Kröger et al. measured the synthesis of various lymphokines as well as the IgE synthesis from peripheral blood mononuclear cells after stimulation with P. ovale extract ( 47). They found that IL-4 and IL-10 synthesis was increased and IL-2 and IFN-γ synthesis decreased in patients with atopic dermatitis and with RAST-positive specific serum IgE antibodies compared to healthy controls. IgE synthesis in the supernatants was increased only in patients with atopic dermatitis and with RAST-positive specific serum IgE antibodies ( 47). In another study, T-cell clones obtained from both the blood and skin of one patient with atopic dermatitis responded significantly higher than controls to stimulation with P. ovale extract ( 49). The T cells had a Th2-like profile. These data indicate that P. ovale plays a role at least in one group of patients with atopic dermatitis.

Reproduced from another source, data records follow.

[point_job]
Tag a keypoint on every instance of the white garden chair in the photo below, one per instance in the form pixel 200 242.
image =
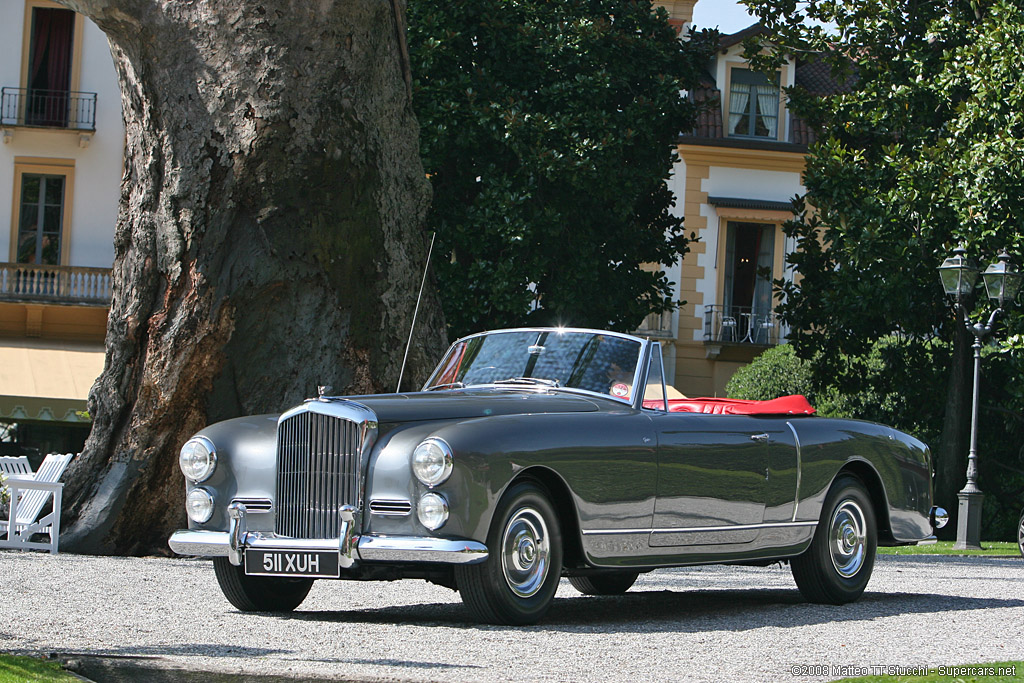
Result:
pixel 29 493
pixel 15 466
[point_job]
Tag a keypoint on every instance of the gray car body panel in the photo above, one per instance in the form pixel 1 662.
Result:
pixel 647 488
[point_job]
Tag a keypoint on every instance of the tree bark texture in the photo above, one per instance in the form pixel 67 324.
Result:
pixel 269 236
pixel 950 456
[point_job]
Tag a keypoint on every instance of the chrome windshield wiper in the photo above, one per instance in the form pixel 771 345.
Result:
pixel 448 385
pixel 528 380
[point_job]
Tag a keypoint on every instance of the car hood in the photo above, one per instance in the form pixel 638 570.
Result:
pixel 465 403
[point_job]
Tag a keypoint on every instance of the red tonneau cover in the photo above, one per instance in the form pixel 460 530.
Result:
pixel 795 404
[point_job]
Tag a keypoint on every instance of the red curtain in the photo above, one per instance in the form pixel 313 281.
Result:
pixel 49 77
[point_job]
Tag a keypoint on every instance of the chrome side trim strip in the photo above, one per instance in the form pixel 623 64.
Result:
pixel 203 544
pixel 800 469
pixel 391 507
pixel 696 529
pixel 255 505
pixel 421 549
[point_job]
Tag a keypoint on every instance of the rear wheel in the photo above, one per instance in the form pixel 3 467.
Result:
pixel 612 583
pixel 517 582
pixel 838 565
pixel 259 594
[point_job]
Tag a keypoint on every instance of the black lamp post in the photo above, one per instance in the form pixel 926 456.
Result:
pixel 958 275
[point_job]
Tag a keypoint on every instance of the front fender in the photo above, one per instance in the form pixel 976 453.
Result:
pixel 246 468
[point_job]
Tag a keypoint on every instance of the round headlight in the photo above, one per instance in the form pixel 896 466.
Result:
pixel 198 459
pixel 199 505
pixel 432 511
pixel 432 462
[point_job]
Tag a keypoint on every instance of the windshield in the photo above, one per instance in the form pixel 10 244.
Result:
pixel 578 359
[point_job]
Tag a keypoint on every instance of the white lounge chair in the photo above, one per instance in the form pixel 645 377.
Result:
pixel 29 493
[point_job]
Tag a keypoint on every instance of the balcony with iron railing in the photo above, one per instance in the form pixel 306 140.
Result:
pixel 47 109
pixel 740 326
pixel 27 283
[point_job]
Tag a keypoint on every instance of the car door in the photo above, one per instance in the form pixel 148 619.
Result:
pixel 712 478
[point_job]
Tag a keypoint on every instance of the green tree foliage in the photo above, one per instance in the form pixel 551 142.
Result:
pixel 887 383
pixel 922 153
pixel 547 130
pixel 776 372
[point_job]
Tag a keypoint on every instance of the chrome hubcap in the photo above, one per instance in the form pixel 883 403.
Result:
pixel 525 549
pixel 846 535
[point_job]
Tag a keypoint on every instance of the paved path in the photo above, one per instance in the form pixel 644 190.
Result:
pixel 705 624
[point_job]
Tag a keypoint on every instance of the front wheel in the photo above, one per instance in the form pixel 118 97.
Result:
pixel 259 594
pixel 835 569
pixel 517 582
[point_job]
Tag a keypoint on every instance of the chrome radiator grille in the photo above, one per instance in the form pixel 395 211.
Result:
pixel 317 472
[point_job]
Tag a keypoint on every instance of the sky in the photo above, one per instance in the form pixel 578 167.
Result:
pixel 727 15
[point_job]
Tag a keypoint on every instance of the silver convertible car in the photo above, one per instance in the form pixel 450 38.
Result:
pixel 536 454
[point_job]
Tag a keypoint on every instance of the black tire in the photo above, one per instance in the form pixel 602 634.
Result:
pixel 612 583
pixel 838 565
pixel 259 594
pixel 1020 534
pixel 517 582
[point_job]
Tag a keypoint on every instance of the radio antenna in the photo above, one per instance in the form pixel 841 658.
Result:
pixel 426 267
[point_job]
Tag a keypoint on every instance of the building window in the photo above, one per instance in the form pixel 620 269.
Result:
pixel 754 104
pixel 750 255
pixel 41 220
pixel 50 52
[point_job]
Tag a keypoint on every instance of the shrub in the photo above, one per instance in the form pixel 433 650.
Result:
pixel 776 372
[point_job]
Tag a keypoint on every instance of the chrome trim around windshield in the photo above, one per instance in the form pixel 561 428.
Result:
pixel 695 529
pixel 644 344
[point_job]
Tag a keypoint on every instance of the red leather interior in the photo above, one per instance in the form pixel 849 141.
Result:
pixel 795 404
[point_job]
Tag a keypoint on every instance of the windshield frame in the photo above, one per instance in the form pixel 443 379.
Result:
pixel 643 359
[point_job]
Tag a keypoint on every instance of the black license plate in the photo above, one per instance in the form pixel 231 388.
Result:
pixel 292 563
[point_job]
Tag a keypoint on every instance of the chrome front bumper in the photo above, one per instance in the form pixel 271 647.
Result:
pixel 351 548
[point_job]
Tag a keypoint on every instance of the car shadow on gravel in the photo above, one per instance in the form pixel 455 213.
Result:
pixel 704 610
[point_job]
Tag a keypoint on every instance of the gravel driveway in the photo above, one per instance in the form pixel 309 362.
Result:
pixel 704 624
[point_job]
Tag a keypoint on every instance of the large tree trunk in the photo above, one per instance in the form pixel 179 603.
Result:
pixel 950 456
pixel 268 240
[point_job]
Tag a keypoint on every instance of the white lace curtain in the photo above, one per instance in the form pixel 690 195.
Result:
pixel 768 108
pixel 739 97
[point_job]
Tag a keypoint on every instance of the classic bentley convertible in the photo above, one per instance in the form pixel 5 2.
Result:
pixel 536 454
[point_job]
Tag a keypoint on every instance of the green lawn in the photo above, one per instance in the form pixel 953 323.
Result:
pixel 988 549
pixel 998 672
pixel 16 670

Clemmensen & Hjorth have shown oral ketoconazole to be statistically more effective than placebo in the treatment of patients with atopic dermatitis ( 35). This has later been confirmed in an open study ( 56). The positive effect of itraconazole has also been mentioned ( 42). In an unknown number of patients with atopic dermatitis, topical treatment with bifonazole has also been effective ( 36). In an open study, the combination of hydrocortisone and miconazole was effective in the treatment of atopic dermatitis ( 58). However, in a double-blind, controlled study of hydrocortisone and miconazole compared with hydrocortisone alone, no statistically significant difference was found, and both treatments were effective ( 59). Oral treatment may be more effective because it more effectively eradicates P. ovale located deep in the follicle.
Our knowledge of the etiology, pathogenesis, and treatment of pityriasis versicolor, Pityrosporum folliculitis, seborrheic dermatitis, and atopic dermatitis has increased tremendously during the last 10 years. Predisposing factors play a major role in pityriasis versicolor and Pityrosporum folliculitis. In seborrheic dermatitis, an abnormal reaction to P. ovale leading to a nonspecific or specific immune response is a major factor. In some patients with atopic dermatitis, especially patients with a head and neck distribution, P. ovale may play a major role as an allergen, and treatment should include antifungal therapy.